Wrongful death law is a branch of tort law that allows a victim's estate to recover when someone is killed. Tort law governs both intentional and negligent behavior which causes damage. It is a form of civil law, which means that individuals bring these suits against each other. It also means penalties are monetary, rather than criminal penalties such as jail time.

In wrongful death law, individuals are able to sue for monetary damages.
In wrongful death law, individuals are able to sue for monetary damages.

Under the law in the United States and many other countries, every person owes a legal duty to every other person not to cause harm. If someone breaches that legal duty, either by behaving very carelessly or by doing something intentional to harm another, then the person who is harmed by the negligence or the intentional bad action has a legal right to be made whole. Tort law dictates what the person has to prove to show that the duty was breached, and what types of damages the injured victim is entitled to recover.

When someone dies as a result of a negligent or intentional wrong, that person obviously cannot sue the individual responsible for his injury. The law, however, dictates that someone should still recover and that the person who caused the injury should still have to pay. Wrongful death law is thus in place to allow the estate of the deceased person to sue.

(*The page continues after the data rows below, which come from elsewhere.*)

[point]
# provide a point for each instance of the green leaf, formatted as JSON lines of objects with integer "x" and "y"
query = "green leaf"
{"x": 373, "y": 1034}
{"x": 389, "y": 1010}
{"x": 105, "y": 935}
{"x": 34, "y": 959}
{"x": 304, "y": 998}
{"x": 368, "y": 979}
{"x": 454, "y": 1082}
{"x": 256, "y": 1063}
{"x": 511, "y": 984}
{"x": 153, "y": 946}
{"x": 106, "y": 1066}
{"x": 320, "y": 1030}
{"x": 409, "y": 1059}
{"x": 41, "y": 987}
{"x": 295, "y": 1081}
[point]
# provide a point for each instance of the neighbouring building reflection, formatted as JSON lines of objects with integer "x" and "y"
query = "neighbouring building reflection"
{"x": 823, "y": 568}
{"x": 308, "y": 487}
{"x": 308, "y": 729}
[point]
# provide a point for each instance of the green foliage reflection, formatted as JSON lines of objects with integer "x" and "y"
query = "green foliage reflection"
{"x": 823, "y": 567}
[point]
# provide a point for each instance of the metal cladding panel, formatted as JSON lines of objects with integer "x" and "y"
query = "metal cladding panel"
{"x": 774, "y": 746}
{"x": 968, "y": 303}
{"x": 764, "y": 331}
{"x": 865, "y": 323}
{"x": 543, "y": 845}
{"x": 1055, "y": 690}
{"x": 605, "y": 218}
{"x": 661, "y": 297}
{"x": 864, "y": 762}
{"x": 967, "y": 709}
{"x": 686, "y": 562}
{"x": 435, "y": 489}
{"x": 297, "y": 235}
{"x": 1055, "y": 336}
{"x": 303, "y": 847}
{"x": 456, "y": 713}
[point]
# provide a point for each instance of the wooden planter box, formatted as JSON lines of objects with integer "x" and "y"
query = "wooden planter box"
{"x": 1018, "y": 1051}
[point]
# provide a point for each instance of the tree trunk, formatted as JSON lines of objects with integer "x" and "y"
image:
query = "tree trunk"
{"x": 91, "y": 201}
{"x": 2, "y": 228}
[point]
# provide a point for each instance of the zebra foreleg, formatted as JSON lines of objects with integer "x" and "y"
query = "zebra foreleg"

To bring a wrongful death suit under wrongful death law, the plaintiff must have standing. This means he must be in some way related to the deceased victim and he must have an appropriate connection to the victim so as to represent the estate. Husbands, wives, children, or even parents are allowed to bring a wrongful death suit under wrongful death law. Neighbors and casual acquaintances, for example, are generally are not permitted to bring a wrongful death lawsuit.

The plaintiff bringing the wrongful death suit must generally also prove the other elements of the case that the victim would have had to prove, had he been alive. For example, if a person was suing based on negligence, he would have to prove that the defendant actually was negligent, that the negligence was the proximate or direct cause of injury, and that injury and damages actually occurred. Wrongful death law thus dictates that the plaintiff suing on behalf of the deceased victim would have to prove these same elements in order to recover for the death. The law also dictates that the appropriate settlement for wrongful death is based on the person's life expectancy, the amount of money he made, and other related factors such as the closeness of the deceased person with the plaintiff.